A federal judge refused to approve a proposed settlement between the U.S. Securities and Exchange Commission and Bank of America Corp over the payment of bonuses to Merrill Lynch & Co executives, saying he was unable to determine if it was fair to the public.

The largest U.S. bank agreed on August 3 to pay $33 million to resolve an SEC civil lawsuit accusing it of misleading shareholders by not disclosing it had authorized the payment of up to $5.8 billion of bonuses to Merrill employees. About $3.6 billion was awarded.

But at a hearing on Monday, Judge Jed Rakoff of the federal court in Manhattan said he needed a much more detailed account of the underlying facts before signing off on the settlement.

I would be less than candid if I didn't express my continued misgivings about this settlement at this stage, Rakoff said. He said the settlement seems to be lacking in transparency.

Noting that the government had pumped $45 billion of taxpayer money into Bank of America from the federal bank bailout plan, the Troubled Asset Relief Program, Rakoff also said he could not reconcile the SEC's position that the bank effectively lied to shareholders, with the regulator's decision not to force the bank to admit wrongdoing.

Given the bailout money awarded to Charlotte, North Carolina-based Bank of America, including $20 billion used to help absorb Merrill, Rakoff said that one might infer that public money was used, in effect, to pay the bonuses.

Don't I need to know what the truth is before I could make a determination here? Rakoff said. Is there not something strangely askew in a fine of $33 million?

A Bank of America spokesman had no immediate comment.
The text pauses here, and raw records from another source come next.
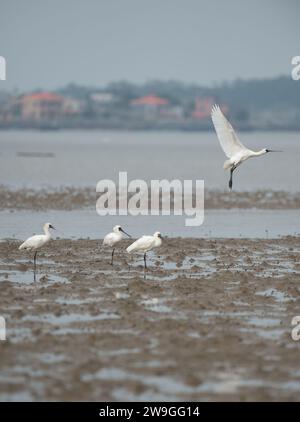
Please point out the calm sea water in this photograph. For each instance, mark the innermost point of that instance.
(81, 158)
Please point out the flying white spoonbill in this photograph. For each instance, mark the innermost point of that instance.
(230, 143)
(111, 239)
(145, 244)
(34, 243)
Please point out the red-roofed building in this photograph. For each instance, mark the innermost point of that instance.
(41, 106)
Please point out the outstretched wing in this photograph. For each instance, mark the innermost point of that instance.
(228, 139)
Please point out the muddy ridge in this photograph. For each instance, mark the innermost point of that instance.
(210, 320)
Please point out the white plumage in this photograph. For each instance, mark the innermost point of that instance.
(230, 143)
(34, 243)
(145, 244)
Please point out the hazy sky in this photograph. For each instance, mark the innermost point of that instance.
(48, 43)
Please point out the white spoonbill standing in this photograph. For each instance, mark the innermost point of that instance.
(34, 243)
(145, 244)
(111, 239)
(230, 143)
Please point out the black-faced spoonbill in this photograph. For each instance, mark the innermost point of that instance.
(230, 143)
(145, 244)
(111, 239)
(34, 243)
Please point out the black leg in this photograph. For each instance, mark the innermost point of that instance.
(34, 265)
(112, 257)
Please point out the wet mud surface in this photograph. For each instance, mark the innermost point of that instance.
(210, 320)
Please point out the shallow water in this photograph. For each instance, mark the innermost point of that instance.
(81, 158)
(234, 223)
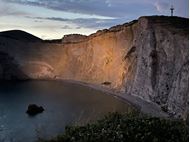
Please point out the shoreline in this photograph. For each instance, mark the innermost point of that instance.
(143, 106)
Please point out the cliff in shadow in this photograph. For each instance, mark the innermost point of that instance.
(147, 58)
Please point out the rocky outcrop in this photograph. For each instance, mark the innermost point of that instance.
(147, 58)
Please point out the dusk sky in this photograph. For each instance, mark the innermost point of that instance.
(51, 19)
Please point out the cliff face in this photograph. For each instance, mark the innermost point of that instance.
(147, 58)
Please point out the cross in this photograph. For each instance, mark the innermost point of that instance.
(172, 10)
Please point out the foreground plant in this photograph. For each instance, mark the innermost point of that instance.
(117, 127)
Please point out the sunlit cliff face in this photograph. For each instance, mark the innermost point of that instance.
(147, 58)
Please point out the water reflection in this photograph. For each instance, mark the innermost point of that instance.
(64, 104)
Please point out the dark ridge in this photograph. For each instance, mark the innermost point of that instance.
(53, 41)
(20, 35)
(181, 23)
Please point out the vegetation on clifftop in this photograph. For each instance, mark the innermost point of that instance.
(117, 127)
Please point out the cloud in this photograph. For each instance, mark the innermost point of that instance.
(66, 27)
(162, 6)
(93, 23)
(6, 9)
(109, 8)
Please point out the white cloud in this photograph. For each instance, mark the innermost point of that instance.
(162, 6)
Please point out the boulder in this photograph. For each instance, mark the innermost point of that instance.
(33, 109)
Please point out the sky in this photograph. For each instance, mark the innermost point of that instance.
(52, 19)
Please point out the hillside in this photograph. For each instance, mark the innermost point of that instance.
(147, 58)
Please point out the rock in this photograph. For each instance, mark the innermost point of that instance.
(106, 83)
(147, 58)
(33, 109)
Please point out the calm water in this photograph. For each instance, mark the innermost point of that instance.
(64, 104)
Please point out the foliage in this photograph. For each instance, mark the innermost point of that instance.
(117, 127)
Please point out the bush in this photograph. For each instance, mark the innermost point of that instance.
(117, 127)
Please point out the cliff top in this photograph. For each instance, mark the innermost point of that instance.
(176, 23)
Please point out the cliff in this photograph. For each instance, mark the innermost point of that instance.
(147, 58)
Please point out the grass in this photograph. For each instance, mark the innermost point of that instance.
(116, 127)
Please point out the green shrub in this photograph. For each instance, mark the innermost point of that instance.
(117, 127)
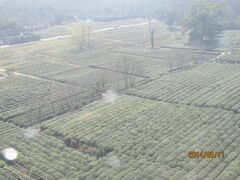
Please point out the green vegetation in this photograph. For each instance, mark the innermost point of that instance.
(121, 109)
(204, 21)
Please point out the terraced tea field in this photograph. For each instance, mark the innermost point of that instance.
(120, 110)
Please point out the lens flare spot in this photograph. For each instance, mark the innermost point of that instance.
(110, 96)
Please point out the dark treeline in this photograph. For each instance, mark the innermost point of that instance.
(19, 17)
(49, 12)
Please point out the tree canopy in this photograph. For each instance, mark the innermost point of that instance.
(204, 21)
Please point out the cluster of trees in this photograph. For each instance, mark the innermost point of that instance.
(13, 33)
(82, 36)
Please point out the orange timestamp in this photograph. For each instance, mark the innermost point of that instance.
(206, 154)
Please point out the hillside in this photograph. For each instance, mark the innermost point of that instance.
(121, 110)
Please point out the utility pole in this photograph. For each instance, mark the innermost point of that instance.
(152, 31)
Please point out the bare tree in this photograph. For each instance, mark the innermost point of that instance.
(152, 33)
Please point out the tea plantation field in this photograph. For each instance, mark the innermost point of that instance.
(120, 110)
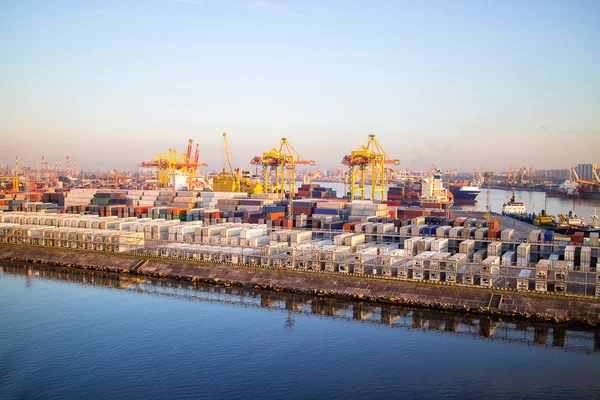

The SEC was not immediately available for comment.

The judge directed both sides to make new submissions on August 24 and September 9.

DID THE CEOS KNOW?

According to the SEC complaint, Bank of America told investors in proxy documents that Merrill agreed not to award bonuses or incentive pay before the merger closed, when in fact the bank had authorized Merrill to pay bonuses.

Rakoff appeared skeptical that Kenneth Lewis and John Thain, the chief executives of Bank of America and Merrill, should not be held to account for the decision not to disclose the bonuses to shareholders before they voted on the merger.

If you are correct that this proxy statement was materially misleading, Rakoff told an SEC lawyer, then at a minimum Mr. Thain and Mr. Lewis would seem to be responsible for that. He asked rhetorically whether some sort of ghost was responsible for drafting the bonus agreement.

Maureen Lewis, an SEC lawyer, responded that Lewis and Thain relied on the lawyers' advice and didn't know what was in the disclosure schedule.

Bank of America lawyers denied that federal bailout money was used improperly. This is not a case in which there is any risk or threat to TARP funds, Lewis Liman, a lawyer for the bank, told the judge.

The $33 million penalty was below the $50 million that General Electric Co agreed last week to pay to settle SEC fraud charges.

Lawyers said it is rare for judges to delay so-called SEC consent agreements, but Rakoff has done it before.

In 2003, he blocked a $500 million settlement with WorldCom Inc over the accounting fraud that led to the phone company's bankruptcy. He later approved a $750 million payout.

The Merrill merger has weakened Lewis, whose bank faces many lawsuits, regulatory probes and anger of shareholders and lawmakers over the bonuses and the extent of Merrill's losses.

Since April, Lewis has lost his job as chairman and more than half of his long-supportive board of directors.

Shares of the bank have fallen 51 percent since the merger was announced last September 15. They closed Monday up 26 cents at $16.68 on the New York Stock Exchange.

The case is SEC v. Bank of America Corp, U.S. District Court, Southern District of New York (Manhattan), No. 09-6829.